JC – O programa previu o atual contexto político? Entra governo e sai governo e não ocorrem as reformas política, tributária…
Grajew – O programa nasceu dessa constatação. Então, temos duas atitudes: ficar lamentando que a maioria dos deputados só pensa neles mesmos ou agir. A responsabilidade também é da sociedade. Ela elege, vota, atua, financia campanhas. Nos países árabes, a sociedade decidiu agir: "Vamos esperar que o rei abdique dos seus poderes, ou que os militares abdiquem? Não! Vamos nos mobilizar". Na Europa: "Não vamos esperar que os políticos façam.
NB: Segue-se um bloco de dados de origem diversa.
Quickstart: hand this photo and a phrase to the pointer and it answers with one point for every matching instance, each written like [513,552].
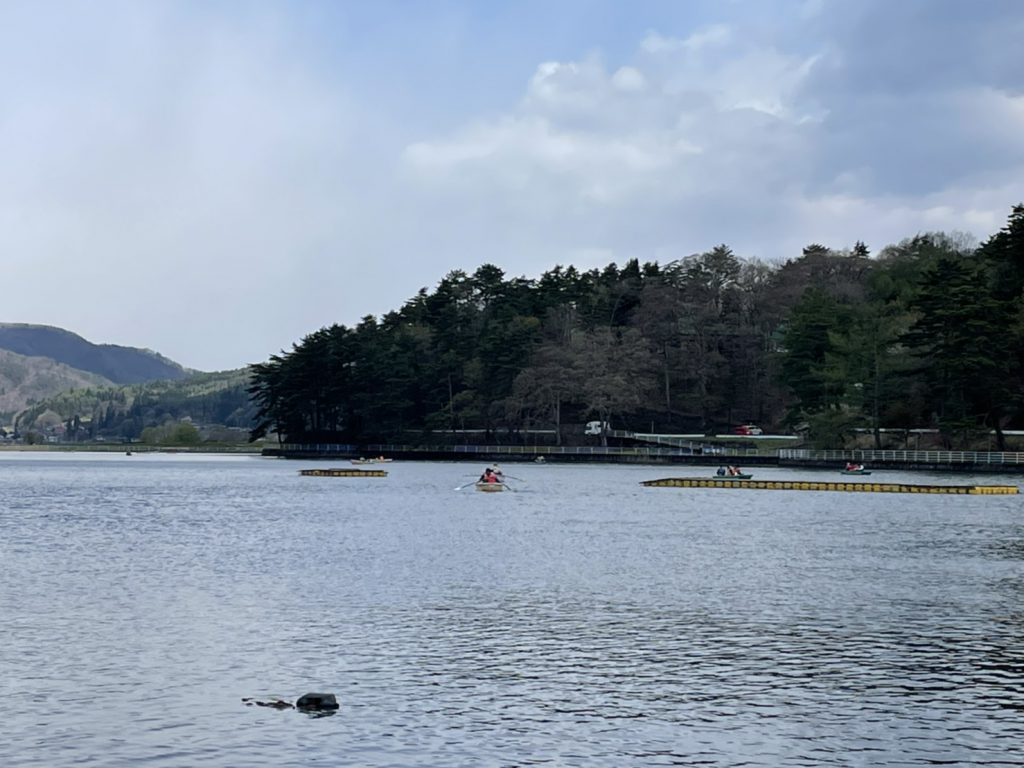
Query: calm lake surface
[582,621]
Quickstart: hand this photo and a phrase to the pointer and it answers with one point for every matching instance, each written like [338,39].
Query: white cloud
[708,138]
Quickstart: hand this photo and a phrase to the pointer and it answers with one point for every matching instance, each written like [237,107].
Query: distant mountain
[117,413]
[27,380]
[116,364]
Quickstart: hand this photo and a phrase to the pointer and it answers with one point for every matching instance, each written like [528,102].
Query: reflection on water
[583,621]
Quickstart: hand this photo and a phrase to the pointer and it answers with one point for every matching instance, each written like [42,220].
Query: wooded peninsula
[836,344]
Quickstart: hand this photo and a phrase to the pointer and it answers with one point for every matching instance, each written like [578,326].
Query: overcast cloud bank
[216,181]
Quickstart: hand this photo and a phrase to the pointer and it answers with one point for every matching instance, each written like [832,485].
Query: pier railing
[335,449]
[1003,458]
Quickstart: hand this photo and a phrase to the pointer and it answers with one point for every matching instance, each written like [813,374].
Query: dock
[861,487]
[342,472]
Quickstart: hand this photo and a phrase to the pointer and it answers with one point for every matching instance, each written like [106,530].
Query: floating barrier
[343,472]
[862,487]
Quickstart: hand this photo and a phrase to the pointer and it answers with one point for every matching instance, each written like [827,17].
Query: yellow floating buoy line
[870,487]
[342,472]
Vamos nos mobilizar". Ou a sociedade age ou as coisas vão ficar como estão.
JC – Como está sendo a reação dos partidos?
Grajew – O programa tem como meta as 50 maiores cidades do Brasil. A gente discute muito com os diretórios dos partidos. O PPS, por exemplo, decidiu adotar o programa nacionalmente, então já assinou o compromisso e vai anunciar na convenção, mas há também pré-candidatos de vários partidos – PDT, PSDB, PT.
JC – E que benefícios o programa dá para os candidatos que apoiam o projeto?
Grajew – A visibilidade. Isso os candidatos querem e gostam. E a gente trabalha com essa lógica. Se o candidato assumir o compromisso, for eleito, e não cumprir, também vai ter visibilidade. Mas aí visibilidade negativa. Estabelecemos um processo de etapas. E também vamos dar muito subsídio. Não é uma consultoria remunerada, mas a gente tem muita informação e contatos. E todos esses parceiros estão à disposição. As instituições podem e querem ajudar. Então, o prefeito que é bem-intencionado, que quer fazer, terá que entrar de cabeça.
JC – O programa se preocupa com os problemas de corrupção nas três esferas de poder?
Grajew – Defendemos o desenvolvimento sustentável também na questão da ética e da transparência. Um dos eixos é o da governança. E quando a gente fala em disponibilizar as informações, os dados, significa jogar mais luz sobre a gestão pública. Quanto mais luz, menos obscuridade. O combate à corrupção faz parte do desenvolvimento sustentável. O que a gente vê hoje na crise financeira internacional é exatamente o dedo do desenvolvimento insustentável, que significa viver além dos limites, um desenvolvimento que olha o curto prazo e prejudica a médio e longo prazo. É o desenvolvimento insustentável da especulação financeira. É o modelo que está em xeque.
JC – Em que medida a crise europeia atinge a América Latina e o Brasil?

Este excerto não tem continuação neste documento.